California Bullet Train Tries to Dodge State Environmental Laws

Gov. Brown seeks special exemptions for high-speed rail project

Gov. Jerry Brown has twisted himself into a series of contradictions, opposing state environmental rules that he previously supported, and selectively deferring to the federal government – all in the name of keeping the state high-speed rail project crawling along.

Since 2007 the California High-Speed Rail Authority has promised that the high-speed train project would comply with the California Environmental Quality Act, which is often labeled as the state’s landmark environmental regulation. It requires state and local agencies to “identify the significant environmental impacts of their actions and to avoid or mitigate those impacts.”

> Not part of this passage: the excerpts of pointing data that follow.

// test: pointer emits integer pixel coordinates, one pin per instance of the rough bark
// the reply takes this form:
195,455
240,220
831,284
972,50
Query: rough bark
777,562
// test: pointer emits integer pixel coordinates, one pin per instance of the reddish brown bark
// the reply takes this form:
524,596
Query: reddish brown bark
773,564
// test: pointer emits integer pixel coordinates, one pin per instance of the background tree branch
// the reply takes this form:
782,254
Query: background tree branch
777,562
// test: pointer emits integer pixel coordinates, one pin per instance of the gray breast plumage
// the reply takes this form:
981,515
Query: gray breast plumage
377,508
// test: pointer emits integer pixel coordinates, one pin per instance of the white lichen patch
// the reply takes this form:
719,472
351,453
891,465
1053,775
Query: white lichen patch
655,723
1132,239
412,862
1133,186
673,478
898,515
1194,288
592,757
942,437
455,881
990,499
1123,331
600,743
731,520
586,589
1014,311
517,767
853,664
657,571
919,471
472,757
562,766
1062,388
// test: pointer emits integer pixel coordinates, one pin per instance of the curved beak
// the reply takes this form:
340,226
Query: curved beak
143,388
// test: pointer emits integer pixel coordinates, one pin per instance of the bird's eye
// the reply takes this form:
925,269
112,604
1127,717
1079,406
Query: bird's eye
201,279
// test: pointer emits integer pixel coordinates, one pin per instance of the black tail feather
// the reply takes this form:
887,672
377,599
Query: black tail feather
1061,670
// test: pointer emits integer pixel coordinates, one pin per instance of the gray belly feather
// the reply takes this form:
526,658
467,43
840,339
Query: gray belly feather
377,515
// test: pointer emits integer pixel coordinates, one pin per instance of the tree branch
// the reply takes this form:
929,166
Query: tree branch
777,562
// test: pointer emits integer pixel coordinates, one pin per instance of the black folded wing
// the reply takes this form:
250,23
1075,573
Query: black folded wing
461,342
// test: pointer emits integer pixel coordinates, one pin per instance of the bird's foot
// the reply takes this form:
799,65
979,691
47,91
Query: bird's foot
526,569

As you can imagine, a so-called statewide bullet train may make a not-so-little impact on parts of the environment. But in response to seven lawsuits over California Environmental Quality Act violations associated with the train, state lawyers argued the rail project only has to comply with federal guidelines, which are less-stringent than California’s environmental laws. Gov. Brown and the state gladly deferred to the feds, saying their guidelines have been cleared because the U.S. Surface Transportation Board already approved the train’s Fresno to Bakersfield route.

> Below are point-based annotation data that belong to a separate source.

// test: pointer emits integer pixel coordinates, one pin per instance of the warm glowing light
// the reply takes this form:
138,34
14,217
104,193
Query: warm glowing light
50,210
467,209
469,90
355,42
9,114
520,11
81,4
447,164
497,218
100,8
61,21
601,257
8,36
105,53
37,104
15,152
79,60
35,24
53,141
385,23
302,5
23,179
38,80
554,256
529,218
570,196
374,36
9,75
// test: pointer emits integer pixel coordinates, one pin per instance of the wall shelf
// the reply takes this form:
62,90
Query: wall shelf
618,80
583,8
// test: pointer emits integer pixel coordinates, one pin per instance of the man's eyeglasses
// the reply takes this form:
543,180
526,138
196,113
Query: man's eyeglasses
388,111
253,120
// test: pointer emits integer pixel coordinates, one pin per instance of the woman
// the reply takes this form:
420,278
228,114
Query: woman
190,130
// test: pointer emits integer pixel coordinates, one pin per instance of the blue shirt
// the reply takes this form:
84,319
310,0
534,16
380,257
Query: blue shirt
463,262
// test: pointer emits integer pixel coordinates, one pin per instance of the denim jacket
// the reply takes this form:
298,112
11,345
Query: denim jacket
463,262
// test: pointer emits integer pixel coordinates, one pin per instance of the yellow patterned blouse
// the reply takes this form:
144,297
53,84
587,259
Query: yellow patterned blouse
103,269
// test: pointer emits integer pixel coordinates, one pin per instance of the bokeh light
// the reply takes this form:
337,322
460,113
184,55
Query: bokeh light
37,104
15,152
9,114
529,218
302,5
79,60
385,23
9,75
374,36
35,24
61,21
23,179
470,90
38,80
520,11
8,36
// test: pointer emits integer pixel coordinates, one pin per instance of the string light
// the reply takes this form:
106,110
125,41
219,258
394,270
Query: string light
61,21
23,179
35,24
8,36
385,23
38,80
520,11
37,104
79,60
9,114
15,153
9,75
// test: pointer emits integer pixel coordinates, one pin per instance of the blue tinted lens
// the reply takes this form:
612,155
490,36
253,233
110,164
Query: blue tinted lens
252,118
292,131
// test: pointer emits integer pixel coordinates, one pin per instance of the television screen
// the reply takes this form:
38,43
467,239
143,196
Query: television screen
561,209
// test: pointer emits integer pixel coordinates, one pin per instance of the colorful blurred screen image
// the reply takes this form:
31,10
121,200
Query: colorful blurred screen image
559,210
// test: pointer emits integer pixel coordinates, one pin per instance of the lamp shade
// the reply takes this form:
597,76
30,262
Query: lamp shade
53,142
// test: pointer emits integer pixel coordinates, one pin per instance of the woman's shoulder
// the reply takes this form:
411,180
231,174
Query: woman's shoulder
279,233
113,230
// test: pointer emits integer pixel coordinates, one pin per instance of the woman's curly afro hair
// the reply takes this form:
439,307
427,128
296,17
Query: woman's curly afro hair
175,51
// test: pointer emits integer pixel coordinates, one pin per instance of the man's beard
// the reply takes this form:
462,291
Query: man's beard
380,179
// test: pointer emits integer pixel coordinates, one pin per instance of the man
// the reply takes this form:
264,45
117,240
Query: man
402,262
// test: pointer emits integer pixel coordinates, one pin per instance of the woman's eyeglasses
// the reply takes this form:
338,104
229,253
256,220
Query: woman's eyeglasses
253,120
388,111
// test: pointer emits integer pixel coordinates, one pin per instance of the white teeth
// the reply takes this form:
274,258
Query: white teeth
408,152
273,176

The federal transportation board agreed, ruling 2-1 last December that CEQA requirements are preempted by federal law. But earlier this month, two Central Valley counties – Kings County and Kern County – partnered with five groups to file an appeal with the U.S. Ninth Circuit Court of Appeals in San Francisco.

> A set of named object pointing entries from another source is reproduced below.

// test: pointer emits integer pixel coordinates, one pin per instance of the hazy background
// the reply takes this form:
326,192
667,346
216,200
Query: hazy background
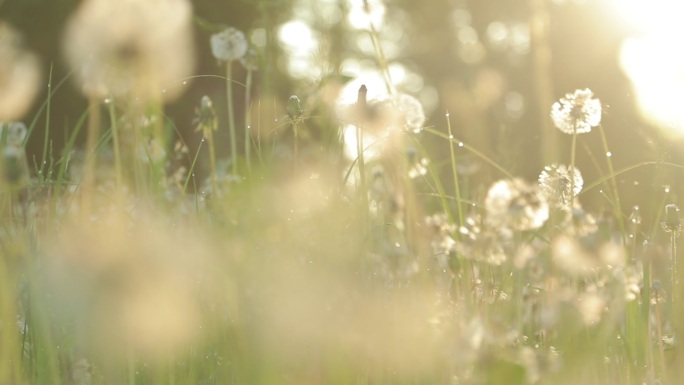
452,57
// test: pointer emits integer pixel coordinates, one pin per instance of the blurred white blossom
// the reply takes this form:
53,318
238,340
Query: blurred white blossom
577,112
19,75
131,48
229,44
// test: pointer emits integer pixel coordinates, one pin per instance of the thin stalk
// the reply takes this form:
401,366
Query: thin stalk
362,172
673,272
296,144
116,144
191,171
379,53
471,149
616,196
572,165
248,119
231,117
90,159
454,172
46,140
212,162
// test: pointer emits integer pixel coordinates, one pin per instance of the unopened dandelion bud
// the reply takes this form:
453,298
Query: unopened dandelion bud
229,45
294,108
15,169
13,133
250,60
206,120
672,222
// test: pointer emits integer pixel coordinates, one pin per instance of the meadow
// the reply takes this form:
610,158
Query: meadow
356,231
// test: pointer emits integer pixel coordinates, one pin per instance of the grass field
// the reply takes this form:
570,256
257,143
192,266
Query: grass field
341,236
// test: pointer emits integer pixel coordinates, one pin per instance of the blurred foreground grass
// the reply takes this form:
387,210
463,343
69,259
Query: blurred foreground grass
356,255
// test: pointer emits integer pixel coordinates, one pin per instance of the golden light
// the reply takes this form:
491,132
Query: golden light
301,44
653,60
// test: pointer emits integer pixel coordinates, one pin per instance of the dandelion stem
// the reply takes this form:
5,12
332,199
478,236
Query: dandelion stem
91,144
673,272
212,161
454,171
616,196
572,165
47,128
362,172
248,119
116,144
231,116
471,149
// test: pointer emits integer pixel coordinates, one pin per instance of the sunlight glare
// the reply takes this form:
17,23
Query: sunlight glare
300,42
652,60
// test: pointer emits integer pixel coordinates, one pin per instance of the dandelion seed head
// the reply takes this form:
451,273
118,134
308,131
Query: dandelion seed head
19,75
672,223
229,44
130,48
411,110
577,112
13,133
516,203
558,187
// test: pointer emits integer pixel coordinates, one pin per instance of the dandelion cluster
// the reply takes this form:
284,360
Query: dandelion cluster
577,112
131,48
516,203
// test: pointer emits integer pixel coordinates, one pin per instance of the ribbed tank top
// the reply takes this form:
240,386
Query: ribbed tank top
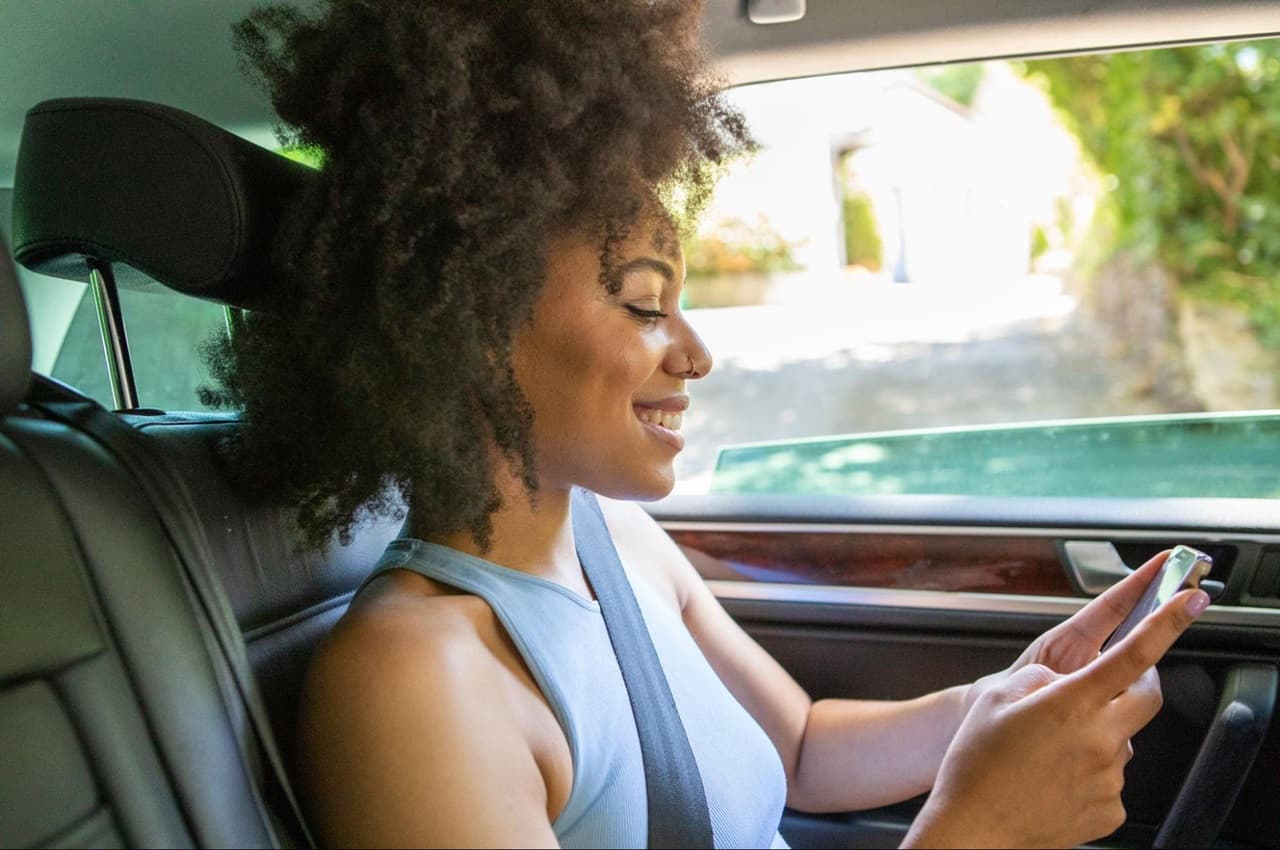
562,639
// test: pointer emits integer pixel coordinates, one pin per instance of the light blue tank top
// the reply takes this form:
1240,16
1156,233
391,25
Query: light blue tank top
562,639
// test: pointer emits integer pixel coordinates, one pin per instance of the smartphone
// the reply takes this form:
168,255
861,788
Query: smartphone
1183,569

“If there is ever a public contemporary project that needs to go through full environmental review, it’s this one,” Sierra Club California Director Kathryn Phillips told the San Jose Mercury News.

The state is still awaiting final clarification on the six other CEQA lawsuits. And the Northern California town of Atherton also sued the state this month over the environmental effects it says will come with electrifying an existing commuter rail line so that the bullet train can eventually use it.

So thanks to the high-speed rail project, at least now we know how onerous California’s environmental laws are – they’re so bad that even the governor tries to wiggle out of them.

With the government looking to carve out special rail exemptions to environmental rules, Stuart Flashman, an environmental attorney involved in the lawsuits against the state, made a very good point to the San Jose Mercury News, “Why not just get rid of CEQA altogether?”

Because the governor wants the law, except when he doesn’t.

Gov. Brown expanded CEQA just last year by passing Assembly Bill 52, which was the largest expansion of CEQA in eight years. The law adds “tribal cultural resources” as a new category, extending environmental protections to cultural and archeological sites.

During his tenure the governor has supported strong implementation of the California Global Warming Solutions Act of 2006 and accompanying programs such as the Renewable Portfolio Standards, the Low Carbon Fuel Standard, vehicle efficiency standards, energy efficiency requirements, the California Solar Initiative, and cap and trade. Not only does he plan to extend the state’s carbon reduction goals through 2030, he plans to implement “far more stringent” restrictions such as requiring that 50 percent of the state’s electricity come from renewable sources, doubling the energy efficiency of existing buildings and reducing automobile usage of gas by 50 percent.

Since the high-speed rail project has many legal hurdles to clear and the state still has no clue how it will actually fund the construction costs of the full train system, the lasting impact of California’s high-speed train may end up having nothing to do with transportation. Instead, the high-speed rail project may be what revealed Gov. Brown’s true environmental policies: stringent state environmental regulations for thee, but not for me.